Indigenous Cinema in Canada - Edmonton Short Film Festival

National Indigenous History Month is a great opportunity to share some history of Canadian Indigenous cinema and especially to champion some of those early and significant Indigenous filmmakers who crafted their own way of looking through the camera and inaugurated a new type of cinema.

As a strange way to begin, jump with me all the way across the Pacific to the words of a Māori filmmaker living in New Zealand by the name of Barry Barclay. In 2003, Barclay suggested the idea of a “Fourth Cinema,” or what has come to be known more commonly as Indigenous Cinema. Barclay proposed the concept of Indigenous Cinema in response to what he saw as a small but growing cannon of films that did not quite fit into any preexisting category of films. These were feature films that had been made by different Indigenous groups throughout the world in an autonomous and self-determined way. Cinematic contributions by Indigenous filmmakers living in Canada were essential to the formulation of this global cinematic category of Indigenous Cinema.

Let’s look at some of these pioneering Indigenous filmmakers working in Canada who through their films establish and propose an approach to cinema that exceeds the boundaries of what is otherwise classified as “Canadian Cinema”.

One of the very first films made by an Indigenous artist in Canada was the 10 minute short film “The Ballad of Crowfoot” made by the Mi’kmaq/Scottish folk songwriter William Dunn. We’ve mentioned this film made by Dunn in the past and his significance for Indigenous film in Canada can’t be understated. “The Ballad of Crowfoot” was made in 1968 as a music video of sorts, featuring the titular song that Dunn wrote detailing the story of Crowfoot, the 19th-century Siksika (Blackfoot) chief who negotiated the Treaty 7 agreement. The visuals of the film feature archival images, both still and moving, of Indigenous peoples, buffalo, and early settlers. The song tells the story of Crowfoot’s bravery and the colonial betrayals that followed the signing of the Treaty.

Dunn is also a notable for being one of the inaugural members of the then-called Indian Film Crew, the first collective of all-Indigenous filmmakers in Canada, supported by the National Film Board. The other members from this group include Ernest Benedict and Michael Kanentakeron Mitchell.  It is these artists and their experiments in filmmaking in the late 1960’s that made it possible to initially think of something like an Indigenous cinema both in Canada and globally.

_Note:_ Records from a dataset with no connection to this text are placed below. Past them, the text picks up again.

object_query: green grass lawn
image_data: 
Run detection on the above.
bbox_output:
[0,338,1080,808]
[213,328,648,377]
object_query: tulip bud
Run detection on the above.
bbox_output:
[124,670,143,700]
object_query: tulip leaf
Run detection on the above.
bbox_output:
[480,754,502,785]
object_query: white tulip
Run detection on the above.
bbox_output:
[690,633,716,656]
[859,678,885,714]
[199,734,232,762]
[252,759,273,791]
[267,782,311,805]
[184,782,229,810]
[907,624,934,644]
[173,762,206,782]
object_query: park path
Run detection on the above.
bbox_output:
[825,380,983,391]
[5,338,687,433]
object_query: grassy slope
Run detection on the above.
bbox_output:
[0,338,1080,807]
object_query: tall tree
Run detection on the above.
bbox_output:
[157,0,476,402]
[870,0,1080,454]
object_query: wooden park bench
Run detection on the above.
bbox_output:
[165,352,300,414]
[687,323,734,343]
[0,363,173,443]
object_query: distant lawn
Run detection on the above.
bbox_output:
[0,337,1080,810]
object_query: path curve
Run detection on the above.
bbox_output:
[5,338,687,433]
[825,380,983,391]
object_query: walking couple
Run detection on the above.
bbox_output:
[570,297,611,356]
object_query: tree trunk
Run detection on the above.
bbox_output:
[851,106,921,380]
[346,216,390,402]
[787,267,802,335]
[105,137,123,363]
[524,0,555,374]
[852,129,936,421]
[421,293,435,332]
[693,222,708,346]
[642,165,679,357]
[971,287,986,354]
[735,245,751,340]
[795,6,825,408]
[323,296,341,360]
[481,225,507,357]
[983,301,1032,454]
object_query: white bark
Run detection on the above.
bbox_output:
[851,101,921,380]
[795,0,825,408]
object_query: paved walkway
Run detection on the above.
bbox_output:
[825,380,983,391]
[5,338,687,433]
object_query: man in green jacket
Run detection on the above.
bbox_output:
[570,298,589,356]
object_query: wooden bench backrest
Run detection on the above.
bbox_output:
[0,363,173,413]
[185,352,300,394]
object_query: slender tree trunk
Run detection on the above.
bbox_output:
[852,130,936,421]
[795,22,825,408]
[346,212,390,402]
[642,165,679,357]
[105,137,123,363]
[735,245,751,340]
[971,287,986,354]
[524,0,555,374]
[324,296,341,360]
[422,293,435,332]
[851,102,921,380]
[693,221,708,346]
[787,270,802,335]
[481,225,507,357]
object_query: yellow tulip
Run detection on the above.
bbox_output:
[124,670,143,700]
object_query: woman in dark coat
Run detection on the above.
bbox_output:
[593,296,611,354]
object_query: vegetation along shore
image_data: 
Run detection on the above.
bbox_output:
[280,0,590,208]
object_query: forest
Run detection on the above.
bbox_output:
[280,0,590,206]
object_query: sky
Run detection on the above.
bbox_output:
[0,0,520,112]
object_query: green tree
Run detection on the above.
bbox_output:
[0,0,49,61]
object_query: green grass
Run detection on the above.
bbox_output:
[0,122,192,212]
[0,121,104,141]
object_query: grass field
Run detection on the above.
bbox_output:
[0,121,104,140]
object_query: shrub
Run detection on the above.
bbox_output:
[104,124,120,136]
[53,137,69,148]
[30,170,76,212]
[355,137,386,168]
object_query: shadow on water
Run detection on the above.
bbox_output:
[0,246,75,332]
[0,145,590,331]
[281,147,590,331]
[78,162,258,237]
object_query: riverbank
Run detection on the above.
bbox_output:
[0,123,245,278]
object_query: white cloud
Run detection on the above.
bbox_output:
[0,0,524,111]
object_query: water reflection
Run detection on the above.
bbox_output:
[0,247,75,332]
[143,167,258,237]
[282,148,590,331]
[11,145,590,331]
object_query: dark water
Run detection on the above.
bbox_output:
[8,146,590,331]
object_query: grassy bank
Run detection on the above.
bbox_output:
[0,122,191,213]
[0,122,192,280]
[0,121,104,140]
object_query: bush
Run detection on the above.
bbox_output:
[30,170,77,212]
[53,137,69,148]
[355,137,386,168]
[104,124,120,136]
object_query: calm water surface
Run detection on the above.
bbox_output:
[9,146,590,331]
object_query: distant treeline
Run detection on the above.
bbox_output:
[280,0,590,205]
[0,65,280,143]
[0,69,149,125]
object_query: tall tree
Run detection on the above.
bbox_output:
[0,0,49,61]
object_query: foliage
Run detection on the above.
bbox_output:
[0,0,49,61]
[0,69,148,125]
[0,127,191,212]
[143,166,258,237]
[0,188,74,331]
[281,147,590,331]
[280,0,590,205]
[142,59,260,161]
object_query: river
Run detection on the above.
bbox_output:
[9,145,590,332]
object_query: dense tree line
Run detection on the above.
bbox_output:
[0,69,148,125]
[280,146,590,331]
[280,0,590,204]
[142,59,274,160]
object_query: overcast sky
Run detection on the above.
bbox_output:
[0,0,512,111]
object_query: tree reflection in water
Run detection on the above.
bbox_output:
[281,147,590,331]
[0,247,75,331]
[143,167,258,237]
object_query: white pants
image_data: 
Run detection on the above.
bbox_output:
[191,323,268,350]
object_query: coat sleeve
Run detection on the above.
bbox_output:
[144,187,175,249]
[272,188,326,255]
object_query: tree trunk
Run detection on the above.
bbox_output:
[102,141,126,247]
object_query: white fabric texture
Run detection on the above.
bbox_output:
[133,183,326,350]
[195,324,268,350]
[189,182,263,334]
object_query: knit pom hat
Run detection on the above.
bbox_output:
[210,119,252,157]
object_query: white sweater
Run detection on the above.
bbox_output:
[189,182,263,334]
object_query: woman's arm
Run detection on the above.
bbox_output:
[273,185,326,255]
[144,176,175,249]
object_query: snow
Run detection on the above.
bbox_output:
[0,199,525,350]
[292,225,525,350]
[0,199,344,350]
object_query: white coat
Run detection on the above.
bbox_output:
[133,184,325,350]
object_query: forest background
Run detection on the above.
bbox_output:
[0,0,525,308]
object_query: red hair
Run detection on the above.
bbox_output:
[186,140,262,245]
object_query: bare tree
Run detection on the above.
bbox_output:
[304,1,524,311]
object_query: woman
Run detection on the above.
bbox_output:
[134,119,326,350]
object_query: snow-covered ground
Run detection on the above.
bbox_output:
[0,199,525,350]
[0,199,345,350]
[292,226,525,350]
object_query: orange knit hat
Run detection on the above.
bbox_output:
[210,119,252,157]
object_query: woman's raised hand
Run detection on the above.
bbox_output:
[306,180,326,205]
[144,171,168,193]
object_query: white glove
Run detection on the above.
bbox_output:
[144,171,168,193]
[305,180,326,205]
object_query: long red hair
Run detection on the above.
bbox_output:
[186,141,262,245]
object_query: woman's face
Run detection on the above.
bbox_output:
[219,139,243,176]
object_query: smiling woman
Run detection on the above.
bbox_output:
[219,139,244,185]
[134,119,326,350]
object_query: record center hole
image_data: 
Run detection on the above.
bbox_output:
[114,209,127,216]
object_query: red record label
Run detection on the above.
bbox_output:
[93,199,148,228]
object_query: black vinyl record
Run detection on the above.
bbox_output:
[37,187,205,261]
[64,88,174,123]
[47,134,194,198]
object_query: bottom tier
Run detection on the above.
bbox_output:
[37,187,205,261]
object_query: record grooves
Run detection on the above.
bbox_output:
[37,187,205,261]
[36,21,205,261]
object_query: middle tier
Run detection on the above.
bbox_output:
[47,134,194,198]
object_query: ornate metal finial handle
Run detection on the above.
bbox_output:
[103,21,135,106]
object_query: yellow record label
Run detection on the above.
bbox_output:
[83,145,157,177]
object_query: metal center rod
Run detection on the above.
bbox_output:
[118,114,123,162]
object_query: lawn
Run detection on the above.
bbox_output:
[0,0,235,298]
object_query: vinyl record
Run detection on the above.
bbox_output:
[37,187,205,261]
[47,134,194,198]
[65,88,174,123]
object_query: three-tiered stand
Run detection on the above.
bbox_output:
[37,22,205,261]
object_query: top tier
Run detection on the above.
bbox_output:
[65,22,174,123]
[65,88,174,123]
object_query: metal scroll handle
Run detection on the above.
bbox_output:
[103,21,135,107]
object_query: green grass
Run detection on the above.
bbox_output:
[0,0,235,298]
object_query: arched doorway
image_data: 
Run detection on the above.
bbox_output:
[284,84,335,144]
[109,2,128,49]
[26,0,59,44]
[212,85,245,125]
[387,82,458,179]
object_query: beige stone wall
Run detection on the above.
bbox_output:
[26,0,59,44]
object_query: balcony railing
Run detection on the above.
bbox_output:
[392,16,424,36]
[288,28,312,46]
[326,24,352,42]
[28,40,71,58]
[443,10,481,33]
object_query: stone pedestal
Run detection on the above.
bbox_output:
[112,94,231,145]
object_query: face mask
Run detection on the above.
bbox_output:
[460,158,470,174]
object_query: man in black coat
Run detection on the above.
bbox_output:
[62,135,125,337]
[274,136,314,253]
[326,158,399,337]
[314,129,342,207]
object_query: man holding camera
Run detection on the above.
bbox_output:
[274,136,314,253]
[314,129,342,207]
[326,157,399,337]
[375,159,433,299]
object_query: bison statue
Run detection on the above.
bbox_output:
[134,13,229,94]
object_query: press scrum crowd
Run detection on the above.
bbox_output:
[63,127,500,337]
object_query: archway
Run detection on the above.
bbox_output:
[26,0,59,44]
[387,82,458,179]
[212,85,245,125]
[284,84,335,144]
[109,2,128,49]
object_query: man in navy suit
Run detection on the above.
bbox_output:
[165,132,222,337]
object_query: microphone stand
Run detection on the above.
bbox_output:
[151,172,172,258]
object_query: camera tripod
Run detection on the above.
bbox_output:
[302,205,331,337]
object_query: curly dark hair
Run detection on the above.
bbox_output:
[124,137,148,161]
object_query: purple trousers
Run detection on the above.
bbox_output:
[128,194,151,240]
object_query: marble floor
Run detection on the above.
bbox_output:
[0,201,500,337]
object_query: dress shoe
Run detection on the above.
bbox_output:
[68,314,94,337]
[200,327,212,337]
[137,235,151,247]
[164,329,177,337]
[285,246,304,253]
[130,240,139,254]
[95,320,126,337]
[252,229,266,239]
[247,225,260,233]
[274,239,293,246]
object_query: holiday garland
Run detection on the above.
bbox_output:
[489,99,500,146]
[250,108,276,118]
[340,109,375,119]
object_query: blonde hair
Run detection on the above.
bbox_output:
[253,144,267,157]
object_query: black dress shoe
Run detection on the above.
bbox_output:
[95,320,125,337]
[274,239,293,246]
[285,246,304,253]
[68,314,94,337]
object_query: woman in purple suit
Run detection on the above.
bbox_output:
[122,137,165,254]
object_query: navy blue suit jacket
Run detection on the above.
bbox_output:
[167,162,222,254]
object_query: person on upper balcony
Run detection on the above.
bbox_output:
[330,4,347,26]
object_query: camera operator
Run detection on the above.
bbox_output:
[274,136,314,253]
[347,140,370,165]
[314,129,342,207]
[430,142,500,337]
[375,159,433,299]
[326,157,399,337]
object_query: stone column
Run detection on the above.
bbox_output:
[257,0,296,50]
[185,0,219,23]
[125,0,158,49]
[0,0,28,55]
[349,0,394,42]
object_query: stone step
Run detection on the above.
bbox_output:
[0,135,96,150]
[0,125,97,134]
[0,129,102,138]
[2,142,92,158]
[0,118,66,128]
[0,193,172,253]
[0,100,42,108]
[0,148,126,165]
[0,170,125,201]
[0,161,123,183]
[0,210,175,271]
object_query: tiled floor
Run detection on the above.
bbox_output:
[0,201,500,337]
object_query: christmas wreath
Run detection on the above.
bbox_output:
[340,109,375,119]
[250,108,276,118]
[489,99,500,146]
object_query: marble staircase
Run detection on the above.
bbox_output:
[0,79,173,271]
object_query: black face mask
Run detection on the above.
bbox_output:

It is in the 1990s and early 2000s when this promise of an autonomous Indigenous cinema in Canada reaches a serious climax, all thanks to the Inuit filmmaker Zacharias Kunuk. In the 80s Kunuk worked for a broadcasting company that had a station in the Iglooik area of Nunavut where Kunuk was from (Nunavut at the time was not yet recognised as its own territory). He grew increasingly frustrated with the bureaucratic processes and directional influences that came down from the broadcasting company’s authority figures that were located elsewhere in Canada. Which is to say that many of the choices around representation of the Iglooik community were coming from people outside the community itself. Kunuk left this company and founded the production company Igloolik Isuma Productions with the intention of having greater control over the films made by and about the people in this region.

Isuma productions became a great success. The team Kunuk brought together produced many films, all filmed entirely in Inuktitut. One of the early successes of Isuma productions was the tv series called “Nunavut (Our Land).” Over 13 episodes, Kunuk and members from his community recreated local traditions, ceremonies and practices. They recreated these past practices in a unique filmmaking style that combined documentary and fiction into a kind of hybrid form that established its own criteria for cinematic truth and value. A personal favourite from this series is the final episode “Quviasukvik (Happy Day)” . This episode imagines what Christmas Day in 1945 might have been like, with the episode depicting different members of the community gathering together in a seemingly ironic transformation of the classical Christian holiday. Throughout the episode, the typical happenings of Christmas day are broken apart and reimagined through the eyes of Inuk culture.

2001 is when Zacharias Kunuk would direct the feature film Atanarjuat: The Fast Runner that brought international acclaim to Kunuk’s quest for representational sovereignty. With this film, and the rest of Kunuk’s work, he strived to preserve and cultivate the ancient roots of his culture. Together, Kunuk and the other filmmakers mentioned here strive to bring into existence a type of cinema that shows Indigenous cultures from the inside — and in doing so also dismantle, erode, and liquify that thick layer of misrepresentation that has long been crusted into the history of popular cinema. It is through this cultivation of image-sovereignty that many such Indigenous filmmakers and artists support and extend a demand for sovereignty in a broader sense.